Cleaning and reshaping — SQL Intermediate Module 7

Real data is messy. Half of an analyst's SQL is shaping data into the form a downstream chart, model, or report can use. This module covers the four reshaping problems you'll meet weekly.

Pivot — long to wide

Long format: one row per (entity, attribute, value). Wide format: one row per entity, columns per attribute. Most BI tools want wide; most warehouses store long. The bridge is CASE-based aggregation.

sql

-- Long input: orders(order_id, status, count)
-- Want wide: order_id, pending, shipped, delivered, cancelled
SELECT order_id,
  MAX(CASE WHEN status = 'pending'   THEN count END) AS pending,
  MAX(CASE WHEN status = 'shipped'   THEN count END) AS shipped,
  MAX(CASE WHEN status = 'delivered' THEN count END) AS delivered,
  MAX(CASE WHEN status = 'cancelled' THEN count END) AS cancelled
FROM orders
GROUP BY order_id;

PIVOT clause where supported

Snowflake, DuckDB, BigQuery, and SQL Server have a native PIVOT. Postgres doesn't (use the CASE form or crosstab() from tablefunc). The CASE form works everywhere and is more flexible — it lets you compute different aggregates per pivoted column.

Unpivot — wide to long

Less common but happens — e.g., when ingesting a CSV with monthly columns. UNION ALL is the universal form:

sql

-- Input: revenue(customer_id, jan, feb, mar, apr)
-- Want long: customer_id, month, amount
SELECT customer_id, 'jan' AS month, jan AS amount FROM revenue UNION ALL
SELECT customer_id, 'feb',           feb               FROM revenue UNION ALL
SELECT customer_id, 'mar',           mar               FROM revenue UNION ALL
SELECT customer_id, 'apr',           apr               FROM revenue;

Postgres has UNNEST + arrays for a cleaner version; SQL Server has UNPIVOT; Snowflake / DuckDB have UNPIVOT too. UNION ALL is the portable fallback.

De-duplication

A dataset has multiple rows per logical entity and you want one. ROW_NUMBER + a tiebreaker is the standard pattern:

sql

-- Keep the most recent row per customer
WITH ranked AS (
  SELECT *,
    ROW_NUMBER() OVER (
      PARTITION BY customer_id
      ORDER BY updated_at DESC, id DESC  -- updated_at first, id as tiebreaker
    ) AS rn
  FROM customers_raw
)
SELECT * FROM ranked WHERE rn = 1;

Snowflake / DuckDB / BigQuery / Trino let you skip the CTE with QUALIFY: SELECT * FROM customers_raw QUALIFY ROW_NUMBER() OVER (PARTITION BY customer_id ORDER BY updated_at DESC) = 1.
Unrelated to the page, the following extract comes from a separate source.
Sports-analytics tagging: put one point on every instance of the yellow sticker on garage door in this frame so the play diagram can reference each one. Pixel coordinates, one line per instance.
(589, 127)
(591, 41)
Slowly-changing dimensions (SCD type 2)

SCD2 dimensions store history: each row has a valid_from and valid_to. The challenge is joining a fact event to the version of the dimension that was current at the event time.

sql

-- customer_dim(customer_id, name, plan, valid_from, valid_to)
-- orders(order_id, customer_id, order_date, amount)
-- We want each order joined to the customer's plan AT THE TIME of the order.
SELECT o.order_id, o.amount, d.name, d.plan
FROM orders o
JOIN customer_dim d
  ON d.customer_id = o.customer_id
  AND o.order_date >= d.valid_from
  AND o.order_date <  COALESCE(d.valid_to, '9999-12-31');

The < not ≤ matters

valid_to is exclusive (the new row's valid_from = old row's valid_to). If you use <= on valid_to, you'll match an event to two rows on the changeover date. Use < (or check your warehouse's SCD convention; some use inclusive).

Exercise

Marketing has handed you a CSV with one row per company, one column per quarter (q1, q2, q3, q4) showing pipeline value. You need to (a) unpivot it to long form, (b) compute QoQ growth per company, (c) de-dup if the CSV has multiple rows per company (keep the latest by an as_of_date column). Write the full query.